The client needed to simultaneously monitor several spaces characterised by high geopolitical intensity and the rapid circulation of competing narratives. International sources did not allow for early enough detection of ongoing developments, which were often first perceptible in local media and national-language social networks.
In these environments, political tensions, social movements, and influence strategies rarely emerge within a legible, centralised framework. They appear in fragmented, sometimes unstable spheres where institutional information, activist communication, and disinformation coexist.
The challenge was therefore to structure observatories capable of identifying weak signals, contextualising them, and linking them to broader territorial dynamics.

In the Arabic-speaking space, linguistic diversity (standard Arabic, dialects, hybrid digital usage) requires a thorough understanding of communicational practices across an immense region facing vastly different political challenges and cultural issues.
In the Russian-speaking space, analysis must integrate the circulation between institutional media, social platforms, and parallel channels.
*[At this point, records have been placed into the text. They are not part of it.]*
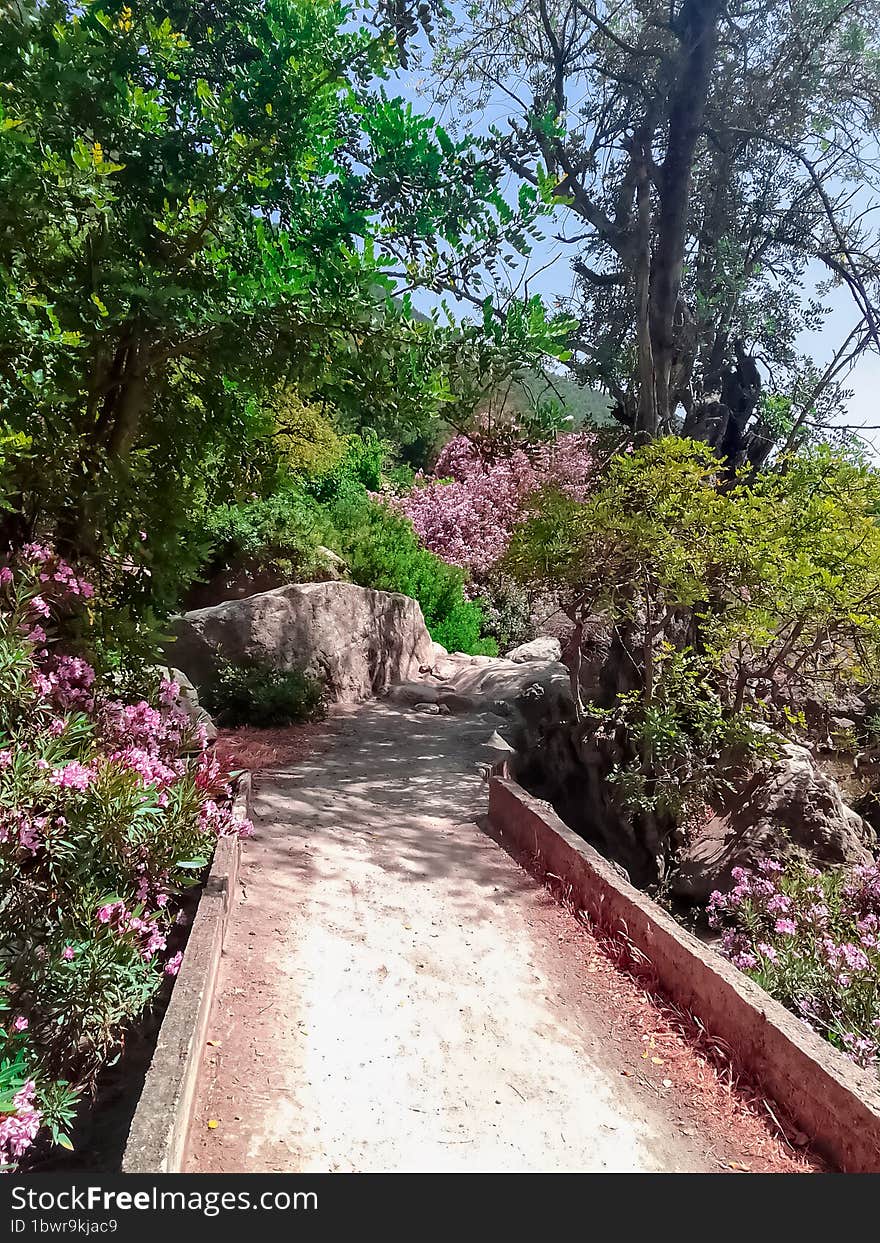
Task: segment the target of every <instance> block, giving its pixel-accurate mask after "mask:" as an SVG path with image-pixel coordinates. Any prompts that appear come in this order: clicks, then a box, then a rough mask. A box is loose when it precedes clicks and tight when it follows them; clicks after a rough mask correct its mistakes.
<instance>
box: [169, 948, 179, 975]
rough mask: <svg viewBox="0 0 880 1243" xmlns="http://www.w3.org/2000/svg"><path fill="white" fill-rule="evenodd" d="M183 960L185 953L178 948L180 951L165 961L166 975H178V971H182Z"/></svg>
mask: <svg viewBox="0 0 880 1243" xmlns="http://www.w3.org/2000/svg"><path fill="white" fill-rule="evenodd" d="M181 962H183V953H181V952H180V951H179V950H178V952H176V953H175V955H172V957H170V958H169V960H168V962H167V963H165V975H167V976H176V973H178V972H179V971H180V963H181Z"/></svg>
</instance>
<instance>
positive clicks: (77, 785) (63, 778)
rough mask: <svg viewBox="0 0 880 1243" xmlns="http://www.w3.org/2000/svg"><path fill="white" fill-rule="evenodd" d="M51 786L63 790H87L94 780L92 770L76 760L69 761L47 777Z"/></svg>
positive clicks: (92, 771) (80, 790)
mask: <svg viewBox="0 0 880 1243" xmlns="http://www.w3.org/2000/svg"><path fill="white" fill-rule="evenodd" d="M48 779H50V782H51V783H52V784H53V786H61V787H62V788H65V789H78V791H83V789H87V788H88V786H89V784H91V782H92V781H93V779H94V769H93V768H88V767H86V764H81V763H80V761H78V759H71V761H68V762H67V763H66V764H63V767H61V768H53V769H52V772H51V773H50V777H48Z"/></svg>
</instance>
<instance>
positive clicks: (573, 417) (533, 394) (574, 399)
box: [505, 372, 614, 430]
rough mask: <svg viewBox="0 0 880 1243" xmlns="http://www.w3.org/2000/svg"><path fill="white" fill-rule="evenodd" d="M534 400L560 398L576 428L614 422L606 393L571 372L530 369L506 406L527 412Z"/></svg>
mask: <svg viewBox="0 0 880 1243" xmlns="http://www.w3.org/2000/svg"><path fill="white" fill-rule="evenodd" d="M529 397H531V400H532V401H533V400H539V401H556V403H557V404H558V405H561V406H563V409H564V411H566V414H571V415H572V420H573V421H572V429H573V430H577V429H579V428H583V426H584V424H592V425H593V426H598V428H608V426H613V425H614V419H613V418H612V414H610V408H612V401H610V398H608V397H605V395H604V393H597V392H595V389H589V388H584V385H582V384H578V383H577V380H573V379H571V378H569V377H568V375H557V374H552V373H549V372H528V373H527V374H526V375H523V378H522V380H521V382H518V383H515V384H513V385H512V387H511V392H510V393H508V394H507V398H506V401H505V405H506V408H507V409H508V410H510V411H511V413H520V411H525V410H526V409H527V408H528V405H529Z"/></svg>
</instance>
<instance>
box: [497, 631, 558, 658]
mask: <svg viewBox="0 0 880 1243" xmlns="http://www.w3.org/2000/svg"><path fill="white" fill-rule="evenodd" d="M505 659H506V660H512V661H513V664H515V665H522V664H526V663H531V661H533V660H539V661H543V663H546V661H548V660H553V661H561V660H562V644H561V643H559V640H558V639H554V638H553V635H542V636H541V638H538V639H532V641H531V643H521V644H520V646H518V648H511V650H510V651H508V653H507V656H506V658H505Z"/></svg>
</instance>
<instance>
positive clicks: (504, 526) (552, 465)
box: [392, 431, 595, 578]
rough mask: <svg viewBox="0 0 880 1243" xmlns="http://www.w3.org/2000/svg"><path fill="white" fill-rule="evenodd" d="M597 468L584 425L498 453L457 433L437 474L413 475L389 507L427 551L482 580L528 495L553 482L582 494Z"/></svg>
mask: <svg viewBox="0 0 880 1243" xmlns="http://www.w3.org/2000/svg"><path fill="white" fill-rule="evenodd" d="M594 466H595V457H594V440H593V436H592V435H589V434H588V433H583V431H572V433H566V434H563V435H559V436H557V439H556V440H553V441H549V443H547V444H541V445H536V446H528V447H520V449H512V450H507V451H503V452H498V454H493V455H490V454H488V452H487V450H486V449H484V447H481V446H480V445H477V443H476V441H474V440H471V439H469V438H467V436H455V438H454V439H452V440H450V441H449V444H447V445H446V446H445V449H444V450H442V451H441V454H440V456H439V459H438V462H436V466H435V469H434V477H433V479H426V477H424V476H419V477H416V485H415V487H413V488H411V491H409V492H408V493H406V495H405V496H400V497H395V498H394V500H393V501H392V505H393V506H394V508H395V510H396V511H398V512H400V513H403V515H404V516H405V517H408V518H409V520H410V522H411V523H413V526H414V527H415V531H416V534H418V536H419V538H420V541H421V543H423V544H424V546H425V547H426V548H429V549H430V552H433V553H435V554H436V556H438V557H441V558H442V559H444V561H446V562H449V563H450V564H452V566H460V567H461V568H462V569H467V571H470V572H471V574H474V576H475V577H477V578H479V577H481V576H485V574H486V573H487V572H488V571H490V569H491V568H492V567H493V566H495V564H496V562H498V561H500V559H501V557H502V556H503V554H505V552H506V551H507V544H508V543H510V538H511V532H512V530H513V527H515V525H516V523H517V521H518V520H520V518H521V517H522V507H523V502H525V501H526V498H527V497H528V496H531V495H533V493H534V492H538V491H541V488H543V487H547V486H549V485H553V486H554V487H559V488H562V490H563V491H566V492H568V493H569V495H573V496H575V497H582V496H583V495H584V493H585V490H587V485H588V482H589V479H590V475H592V472H593V470H594Z"/></svg>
The challenge is not only the content itself, but the dissemination trajectory of a narrative.
In French-speaking Africa, informational dynamics blend established media, informal digital spheres, and local grievances. Understanding national contexts is essential to distinguish a short-term crisis from a structural shift.

The system is based on large-scale, structured open-source collection: local press, institutional channels, social networks, specialised publications, and public databases; supplemented by information from closed channels (WhatsApp groups, Telegram channels) or leaked data.
The tools developed by CASSINI then enable tailored processing (lexicometric analysis, semantic mapping) to extract the most relevant elements. Flows are organised and archived to allow tracking over time. Each significant piece of information is qualified by analysts, who assess its source, territorial scope, and potential impact.
The monitoring ultimately relies on a multi-scale geopolitical reading. A local event is placed back in its national context, then assessed against regional and international balances. This approach avoids the artificial isolation of facts and enables an understanding of overall dynamics.


The system improved the client's anticipation capability by identifying, at an early stage, local dynamics likely to have a strategic impact on their activities or reputation.
Beyond the regular production of briefings and alerts, the system structured a memory of political and discursive developments across the three monitored spaces, strengthening the depth of analysis and the robustness of assessments.